I'm not sure how I feel about merging the demographics back into genres (I believe it was that way originally). I don't know if it'll make any difference or not.

That being said, I agree that there are lots of series that don't fall under under of those four bucket demographics, so perhaps the upload UI could make that more clear: e.g. "Demographic is based on the magazine that it's published in, NOT the content. If the demographic isn't clear, leave this field blank!"
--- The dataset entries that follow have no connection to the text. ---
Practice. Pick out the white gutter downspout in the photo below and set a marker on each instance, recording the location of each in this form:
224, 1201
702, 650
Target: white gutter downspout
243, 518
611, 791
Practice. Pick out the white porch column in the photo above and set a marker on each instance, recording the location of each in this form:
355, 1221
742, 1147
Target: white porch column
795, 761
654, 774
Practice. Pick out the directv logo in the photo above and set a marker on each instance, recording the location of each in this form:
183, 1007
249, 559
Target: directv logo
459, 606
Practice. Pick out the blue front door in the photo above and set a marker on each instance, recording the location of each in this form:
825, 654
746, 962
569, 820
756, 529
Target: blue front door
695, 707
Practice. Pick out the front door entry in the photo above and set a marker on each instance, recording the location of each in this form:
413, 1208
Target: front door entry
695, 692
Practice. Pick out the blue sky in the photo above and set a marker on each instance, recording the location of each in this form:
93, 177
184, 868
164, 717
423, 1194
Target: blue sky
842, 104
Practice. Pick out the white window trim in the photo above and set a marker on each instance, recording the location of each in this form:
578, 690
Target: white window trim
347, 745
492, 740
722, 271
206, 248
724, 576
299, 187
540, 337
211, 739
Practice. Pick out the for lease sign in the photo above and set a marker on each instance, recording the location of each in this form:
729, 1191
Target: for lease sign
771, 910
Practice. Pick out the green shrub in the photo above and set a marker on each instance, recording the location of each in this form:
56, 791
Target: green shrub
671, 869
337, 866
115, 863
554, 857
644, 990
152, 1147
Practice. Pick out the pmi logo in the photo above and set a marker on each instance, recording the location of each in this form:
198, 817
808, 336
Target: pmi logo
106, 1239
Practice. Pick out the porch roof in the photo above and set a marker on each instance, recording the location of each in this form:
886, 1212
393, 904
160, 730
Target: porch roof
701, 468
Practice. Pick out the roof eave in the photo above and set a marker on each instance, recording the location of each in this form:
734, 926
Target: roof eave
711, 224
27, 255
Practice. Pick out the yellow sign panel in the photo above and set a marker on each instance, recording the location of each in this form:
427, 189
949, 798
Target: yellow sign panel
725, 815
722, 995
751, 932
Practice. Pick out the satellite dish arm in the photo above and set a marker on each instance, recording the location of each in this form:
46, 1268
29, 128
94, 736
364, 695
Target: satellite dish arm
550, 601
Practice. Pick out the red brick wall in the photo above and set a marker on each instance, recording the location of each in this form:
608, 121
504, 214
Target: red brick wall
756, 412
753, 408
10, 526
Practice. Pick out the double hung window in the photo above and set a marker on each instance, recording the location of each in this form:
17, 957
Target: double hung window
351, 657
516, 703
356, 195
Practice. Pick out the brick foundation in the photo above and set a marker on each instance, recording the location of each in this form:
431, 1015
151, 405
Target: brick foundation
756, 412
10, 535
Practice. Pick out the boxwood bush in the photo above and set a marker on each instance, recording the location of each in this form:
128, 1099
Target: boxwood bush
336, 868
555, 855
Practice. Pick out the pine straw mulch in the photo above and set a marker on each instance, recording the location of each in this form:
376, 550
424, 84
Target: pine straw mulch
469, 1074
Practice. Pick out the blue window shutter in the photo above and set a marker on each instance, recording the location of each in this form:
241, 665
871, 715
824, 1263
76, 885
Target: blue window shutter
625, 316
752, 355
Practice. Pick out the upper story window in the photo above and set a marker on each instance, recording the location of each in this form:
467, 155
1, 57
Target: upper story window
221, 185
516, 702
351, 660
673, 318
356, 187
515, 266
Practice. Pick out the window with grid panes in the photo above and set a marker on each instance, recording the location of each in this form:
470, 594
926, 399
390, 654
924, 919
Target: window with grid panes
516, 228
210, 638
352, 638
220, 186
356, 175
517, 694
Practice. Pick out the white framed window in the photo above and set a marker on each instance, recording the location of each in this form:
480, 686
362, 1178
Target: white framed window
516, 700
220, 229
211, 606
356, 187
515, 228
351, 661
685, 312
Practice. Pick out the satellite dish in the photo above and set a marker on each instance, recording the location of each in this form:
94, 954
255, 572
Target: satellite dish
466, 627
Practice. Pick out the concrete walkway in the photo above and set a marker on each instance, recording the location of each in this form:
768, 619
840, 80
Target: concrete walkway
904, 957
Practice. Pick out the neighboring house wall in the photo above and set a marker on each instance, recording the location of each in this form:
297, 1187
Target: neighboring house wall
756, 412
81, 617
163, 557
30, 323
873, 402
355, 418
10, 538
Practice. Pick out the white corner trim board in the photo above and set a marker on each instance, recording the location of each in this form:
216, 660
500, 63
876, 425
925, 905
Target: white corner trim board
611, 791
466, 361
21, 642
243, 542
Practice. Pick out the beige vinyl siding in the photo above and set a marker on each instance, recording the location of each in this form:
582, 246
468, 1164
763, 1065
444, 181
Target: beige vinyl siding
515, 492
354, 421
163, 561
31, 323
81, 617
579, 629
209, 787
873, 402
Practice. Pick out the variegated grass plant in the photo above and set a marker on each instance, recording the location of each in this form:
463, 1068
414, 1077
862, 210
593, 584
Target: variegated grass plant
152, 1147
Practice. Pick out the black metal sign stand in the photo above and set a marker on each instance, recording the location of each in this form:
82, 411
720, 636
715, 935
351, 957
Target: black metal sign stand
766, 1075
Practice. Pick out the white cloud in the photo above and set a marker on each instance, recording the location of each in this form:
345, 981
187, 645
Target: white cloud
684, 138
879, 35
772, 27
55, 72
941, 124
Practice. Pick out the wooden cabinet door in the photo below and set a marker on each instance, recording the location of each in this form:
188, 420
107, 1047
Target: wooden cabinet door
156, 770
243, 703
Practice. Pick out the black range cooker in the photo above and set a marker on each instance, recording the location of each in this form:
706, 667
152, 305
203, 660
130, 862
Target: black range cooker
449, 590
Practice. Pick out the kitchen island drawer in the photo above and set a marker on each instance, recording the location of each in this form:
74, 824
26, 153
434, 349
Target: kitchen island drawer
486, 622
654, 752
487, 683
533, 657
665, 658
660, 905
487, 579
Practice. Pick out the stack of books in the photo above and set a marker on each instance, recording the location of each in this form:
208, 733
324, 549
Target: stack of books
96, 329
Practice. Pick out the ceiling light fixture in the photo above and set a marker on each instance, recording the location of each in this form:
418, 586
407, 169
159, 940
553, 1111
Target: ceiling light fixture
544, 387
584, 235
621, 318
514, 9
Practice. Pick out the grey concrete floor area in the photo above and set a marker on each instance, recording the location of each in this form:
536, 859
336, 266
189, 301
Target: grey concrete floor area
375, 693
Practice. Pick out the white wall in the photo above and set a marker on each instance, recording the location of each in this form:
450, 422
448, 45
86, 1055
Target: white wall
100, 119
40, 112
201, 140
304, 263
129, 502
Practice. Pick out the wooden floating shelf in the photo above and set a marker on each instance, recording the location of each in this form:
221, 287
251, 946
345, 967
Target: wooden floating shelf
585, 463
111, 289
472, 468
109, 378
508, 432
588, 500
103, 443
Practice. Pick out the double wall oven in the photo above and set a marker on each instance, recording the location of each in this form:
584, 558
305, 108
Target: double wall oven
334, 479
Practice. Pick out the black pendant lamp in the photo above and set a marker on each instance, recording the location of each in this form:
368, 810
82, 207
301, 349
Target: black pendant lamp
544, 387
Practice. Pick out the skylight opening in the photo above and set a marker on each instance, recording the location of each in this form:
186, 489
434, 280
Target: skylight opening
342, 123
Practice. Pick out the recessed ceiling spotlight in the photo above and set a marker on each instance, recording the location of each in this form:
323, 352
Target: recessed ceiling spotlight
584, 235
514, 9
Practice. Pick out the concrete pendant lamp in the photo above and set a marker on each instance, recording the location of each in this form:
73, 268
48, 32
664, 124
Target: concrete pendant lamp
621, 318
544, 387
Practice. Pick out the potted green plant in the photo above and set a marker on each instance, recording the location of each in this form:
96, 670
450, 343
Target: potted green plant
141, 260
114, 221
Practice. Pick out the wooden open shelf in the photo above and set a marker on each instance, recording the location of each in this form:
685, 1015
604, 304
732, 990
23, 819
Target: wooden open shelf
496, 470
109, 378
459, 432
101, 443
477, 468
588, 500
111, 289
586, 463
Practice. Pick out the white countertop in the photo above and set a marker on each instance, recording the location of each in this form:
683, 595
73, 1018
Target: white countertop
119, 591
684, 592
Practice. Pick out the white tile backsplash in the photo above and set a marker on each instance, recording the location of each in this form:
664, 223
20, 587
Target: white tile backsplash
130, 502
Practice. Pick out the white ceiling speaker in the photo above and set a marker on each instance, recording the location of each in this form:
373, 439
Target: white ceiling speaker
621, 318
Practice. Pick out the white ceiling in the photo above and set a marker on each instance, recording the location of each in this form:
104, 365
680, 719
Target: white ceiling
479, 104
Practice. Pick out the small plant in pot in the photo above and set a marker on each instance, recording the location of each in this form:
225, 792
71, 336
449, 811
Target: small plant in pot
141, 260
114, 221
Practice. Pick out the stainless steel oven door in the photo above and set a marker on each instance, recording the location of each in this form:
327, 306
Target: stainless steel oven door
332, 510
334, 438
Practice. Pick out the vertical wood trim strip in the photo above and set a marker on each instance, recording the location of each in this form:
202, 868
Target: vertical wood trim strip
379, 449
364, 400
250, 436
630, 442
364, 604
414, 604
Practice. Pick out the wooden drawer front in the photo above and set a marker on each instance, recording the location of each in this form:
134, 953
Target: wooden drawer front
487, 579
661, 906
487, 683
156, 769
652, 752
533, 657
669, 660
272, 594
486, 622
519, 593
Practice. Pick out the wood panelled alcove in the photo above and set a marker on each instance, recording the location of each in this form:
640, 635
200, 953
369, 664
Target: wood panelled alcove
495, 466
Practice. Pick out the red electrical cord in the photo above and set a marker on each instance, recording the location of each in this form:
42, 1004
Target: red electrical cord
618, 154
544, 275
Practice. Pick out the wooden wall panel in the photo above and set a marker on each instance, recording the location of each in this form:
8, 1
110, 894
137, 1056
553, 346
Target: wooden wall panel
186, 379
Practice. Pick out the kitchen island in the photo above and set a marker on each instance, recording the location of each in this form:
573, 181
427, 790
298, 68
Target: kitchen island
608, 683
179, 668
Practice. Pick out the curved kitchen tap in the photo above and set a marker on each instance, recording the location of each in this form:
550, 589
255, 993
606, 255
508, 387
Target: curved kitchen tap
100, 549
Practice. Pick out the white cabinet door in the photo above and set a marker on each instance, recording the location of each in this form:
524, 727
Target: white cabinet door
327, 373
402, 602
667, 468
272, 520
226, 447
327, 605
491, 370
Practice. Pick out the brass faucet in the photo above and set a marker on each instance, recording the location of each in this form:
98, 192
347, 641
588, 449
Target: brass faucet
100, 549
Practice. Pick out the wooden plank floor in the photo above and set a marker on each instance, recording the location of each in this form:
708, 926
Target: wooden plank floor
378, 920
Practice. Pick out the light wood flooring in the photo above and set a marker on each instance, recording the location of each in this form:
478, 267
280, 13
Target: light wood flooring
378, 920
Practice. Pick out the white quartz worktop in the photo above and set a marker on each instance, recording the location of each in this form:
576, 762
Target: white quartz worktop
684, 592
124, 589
Because of course, there are manga have been moved around to different magazines that have different demographics, there are some magazines that have changed their target demographic, there are magazines out there that are neither shounen, seinen, shoujo, nor josei (e.g. yuri magazines, children's magazines), there are series that aren't even published in magazines (e.g. doujinshi, Pixiv/Twitter comics), and there are lots of series that aren't even manga (e.g. Korean or Chinese comics), so does it even really make sense to apply these demographic labels in these cases?

Some more example edge cases:
- Kagerou Days is either Shoujo, Shounen, or Josei, depending on who you ask. A possible source of confusion here is that it's published in Comic Gene, a magazine "intended to blur the line between shoujo and shounen manga", and one that markets itself as a "shounen manga magazine for female readers".
- Hayate x Blade was published in Dengeki Daioh but then was moved to Ultra Jump, so it is both Shounen and Seinen.
- Ebisu-san to Hotei-san is published in Tsubomi, a yuri magazine.
- Doraemon has been published in various Shogakukan kids magazines, including CoroCoro Comic.
- Kyon no Tea of Sagittarius is a doujinshi series that was released gradually over multiple Comikets.
- Shogi Senpai is a manga released on Twitter.
- The Descending Moon at the Foot of the Mountain is a webtoon serialized in Daum Webtoon, a publisher that, according to MU, apparently has Shounen, Shoujo, Josei, and Seinen series!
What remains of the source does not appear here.